The Jarl Gallén Prize will be bestowed on Professor Stephen Mitchel in the Great Hall of the Finnish Literature Society, Hallituskatu 1, at 13:00 on Tuesday 5 November 2019. Prof. Kaarle Hämeri, Chancellor of the University of Helsinki, will present the prize. Prof. Mitchell will deliver a lecture entitled “Magic and Memory in the Medieval North”, which will be followed by a seminar with four speakers on subjects pertinent to his research.
The Jarl Gallén Prize Seminar
The Great Hall of the Finnish Literature Society (Hallituskatu 1, Helsinki)
13:00 Opening words
Dr. Tuomas M. S. Lehtonen (Secretary General, the Finnish Literature Society)
The Jarl Gallén Prize ceremony
Prof. Stephen Mitchell is introduced by prof. Peter Stadius (Chair, the Jarl Gallén Prize Committee) and the prize is presented by prof. Kaarle Hämeri (Chancellor of the University of Helsinki)
13:20 Prize lecture
Prof. Stephen Mitchell (Harvard University): “Magic and Memory in the Medieval North”
Comment: Dr. Kirsi Kanerva (Chair, Glossa: the Society for Medieval Studies in Finland)
14:30 Paper session
Chair: prof. Anu Lahtinen (University of Helsinki)
1) Marko Lamberg (Tampere University): ”Traces of Medieval Magic in Early Modern Urban Culture: The Case of Stockholm in the Seventeenth Century”

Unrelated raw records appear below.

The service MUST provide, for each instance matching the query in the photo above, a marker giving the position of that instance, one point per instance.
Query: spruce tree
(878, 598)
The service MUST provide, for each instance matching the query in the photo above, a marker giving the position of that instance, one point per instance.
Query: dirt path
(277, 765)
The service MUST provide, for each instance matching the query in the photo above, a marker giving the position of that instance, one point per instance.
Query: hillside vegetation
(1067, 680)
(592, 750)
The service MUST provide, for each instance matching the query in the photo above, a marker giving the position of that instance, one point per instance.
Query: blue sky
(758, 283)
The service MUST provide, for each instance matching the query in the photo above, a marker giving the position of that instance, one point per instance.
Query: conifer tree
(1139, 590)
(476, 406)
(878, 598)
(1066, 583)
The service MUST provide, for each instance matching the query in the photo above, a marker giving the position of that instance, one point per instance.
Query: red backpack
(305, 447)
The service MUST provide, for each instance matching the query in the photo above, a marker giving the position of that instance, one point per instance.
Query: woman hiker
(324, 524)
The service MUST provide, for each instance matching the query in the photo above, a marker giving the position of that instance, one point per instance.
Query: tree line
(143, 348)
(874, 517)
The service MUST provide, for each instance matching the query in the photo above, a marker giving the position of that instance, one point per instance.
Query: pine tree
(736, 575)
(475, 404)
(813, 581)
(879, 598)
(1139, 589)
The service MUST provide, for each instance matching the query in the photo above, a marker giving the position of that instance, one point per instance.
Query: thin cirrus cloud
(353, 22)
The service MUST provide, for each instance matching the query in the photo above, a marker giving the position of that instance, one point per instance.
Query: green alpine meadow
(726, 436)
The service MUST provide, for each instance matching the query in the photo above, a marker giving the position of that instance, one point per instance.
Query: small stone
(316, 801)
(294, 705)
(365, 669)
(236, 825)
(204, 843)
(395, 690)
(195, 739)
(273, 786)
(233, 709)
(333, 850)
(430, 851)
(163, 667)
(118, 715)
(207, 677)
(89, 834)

2) Kati Kallio (Finnish Literature Society / University of Helsinki): ”Long Continuums of Vernacular Belief in Finnish 17th-century Charms”

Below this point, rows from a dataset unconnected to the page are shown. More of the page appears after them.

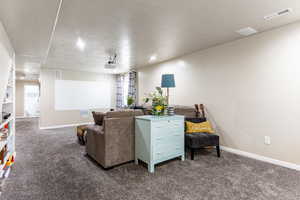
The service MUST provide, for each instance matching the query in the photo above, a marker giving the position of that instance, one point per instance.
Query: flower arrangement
(159, 101)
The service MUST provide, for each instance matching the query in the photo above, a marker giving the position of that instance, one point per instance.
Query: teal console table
(158, 139)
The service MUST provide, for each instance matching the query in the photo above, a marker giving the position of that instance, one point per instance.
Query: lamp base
(171, 111)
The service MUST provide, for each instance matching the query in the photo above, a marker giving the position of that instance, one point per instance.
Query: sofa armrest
(95, 143)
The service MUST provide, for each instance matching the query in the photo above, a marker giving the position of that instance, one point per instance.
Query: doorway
(31, 100)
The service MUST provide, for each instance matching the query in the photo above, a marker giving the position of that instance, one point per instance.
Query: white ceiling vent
(247, 31)
(278, 14)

3) Frog (University of Helsinki): ”Narrating Magic of the ’Other’ in the North: Memory, Tradition, Cultural Transposition and Meaning Construction”

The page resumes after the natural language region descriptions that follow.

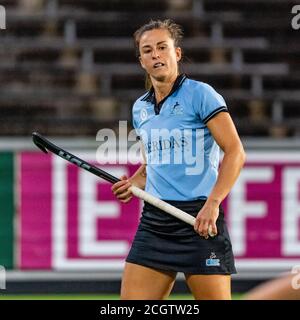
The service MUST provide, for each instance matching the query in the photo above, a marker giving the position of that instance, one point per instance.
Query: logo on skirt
(213, 261)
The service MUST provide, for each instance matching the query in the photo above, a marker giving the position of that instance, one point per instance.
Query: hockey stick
(45, 145)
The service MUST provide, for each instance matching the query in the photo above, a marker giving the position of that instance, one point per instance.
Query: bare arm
(120, 189)
(225, 134)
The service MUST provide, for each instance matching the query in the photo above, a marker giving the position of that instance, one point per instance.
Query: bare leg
(209, 287)
(276, 289)
(143, 283)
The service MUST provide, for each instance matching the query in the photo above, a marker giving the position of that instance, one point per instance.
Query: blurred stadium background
(68, 68)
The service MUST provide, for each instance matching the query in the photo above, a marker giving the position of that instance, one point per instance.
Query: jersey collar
(150, 96)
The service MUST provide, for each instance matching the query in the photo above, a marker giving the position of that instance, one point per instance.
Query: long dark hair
(174, 29)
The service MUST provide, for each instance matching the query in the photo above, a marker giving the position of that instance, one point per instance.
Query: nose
(155, 54)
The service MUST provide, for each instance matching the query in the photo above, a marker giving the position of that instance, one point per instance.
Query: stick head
(36, 138)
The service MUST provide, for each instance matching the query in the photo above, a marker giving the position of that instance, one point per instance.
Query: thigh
(209, 287)
(143, 283)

4) Ilya Sverdlov (University of Helsinki): ”Word oþer fand, sōðe gebunden, or, (Old) Iceland(ic) is Your (Proust’s) Cup of Tea: Compound Noun Morphology in an Environment Where Everybody Remembers Everything”
The seminar is organized by the Centre for Nordic Studies (CENS) at the University of Helsinki and ja Glossa ry. with the support of Thure Galléns Stiftelse.